Friday is a ""combat courier in a quasi-military organization", traveling across the globe and to some of the near-Earth space colonies."..."Friday travels through the California Confederacy, the Lone Star Republic...and the Chicago Imperium as she attempts to reach her headquarters."
Well, ol' Bob had a lot of fun describing a California Republic, er, Confederacy of the future (no, he didn't go there--it was just a name). The Governor is some old guy who wore a war bonnet, f'rinstance, and "Lottery Day" is a national holiday. People roll dice with cops to see if they're really going to get that traffic ticket. It was one of the lighter chapters in the book, and Heinlein played it for laughs. I enjoyed it and imagine people not from California would enjoy it even more. Anyways, Friday happens to win the big jackpot on Lottery Day (a lot of Heinlein's books work best when the protagonists are independently wealthy). It's a big scene and the entire population breathlessly awaits the televised results. When she wins she gets the great honor of being presented with the winnings by the Governor in front of the cameras (contraindicated for a combat courier). Shenanigans ensue. More stuff like that, then the story moves along.

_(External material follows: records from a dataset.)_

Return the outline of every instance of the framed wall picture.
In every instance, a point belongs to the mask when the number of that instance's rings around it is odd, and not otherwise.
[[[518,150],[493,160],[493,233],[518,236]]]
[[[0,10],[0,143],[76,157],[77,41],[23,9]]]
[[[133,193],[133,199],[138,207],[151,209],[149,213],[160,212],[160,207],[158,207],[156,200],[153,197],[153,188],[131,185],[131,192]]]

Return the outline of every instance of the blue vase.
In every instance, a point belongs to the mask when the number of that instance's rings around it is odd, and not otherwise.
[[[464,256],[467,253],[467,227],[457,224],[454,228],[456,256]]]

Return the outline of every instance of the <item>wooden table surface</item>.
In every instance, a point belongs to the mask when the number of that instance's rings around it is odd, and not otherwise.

Ok, so that's the relevant bit. I'll close with this: The book got several awards nods and was a fun read. One critical viewer had this to say, "Heinlein's ability to write a sentence that makes you want to read the next sentence remains unparalleled...Every sentence and every paragraph and page and chapter lead on to the next, but it's just one thing after another, there's no real connection going on. It has no plot, it's a set of incidents that look as if they're going somewhere and don't ever resolve, just stop." Frankly that's one of the things I liked about it. While not a stream of consciousness work like perhaps Vonnegut would do (which would have the same criticisms), it was an adventure story dealing with the random hits of an impersonal universe whose only "plot" is to eventually kill you.
I expect better from Slashdot (Score:2)
Why are there so many comments against this?
This is not gambling advertising. This is actually useful information, often more useful than the news articles themselves.
If you think Polymarket odds are wrong, what is it? Are you the smartest person in the world? Otherwise, why has nobody else decided to outsmart the market and bet in accordance with how they are wrong? Of course not. That is silly.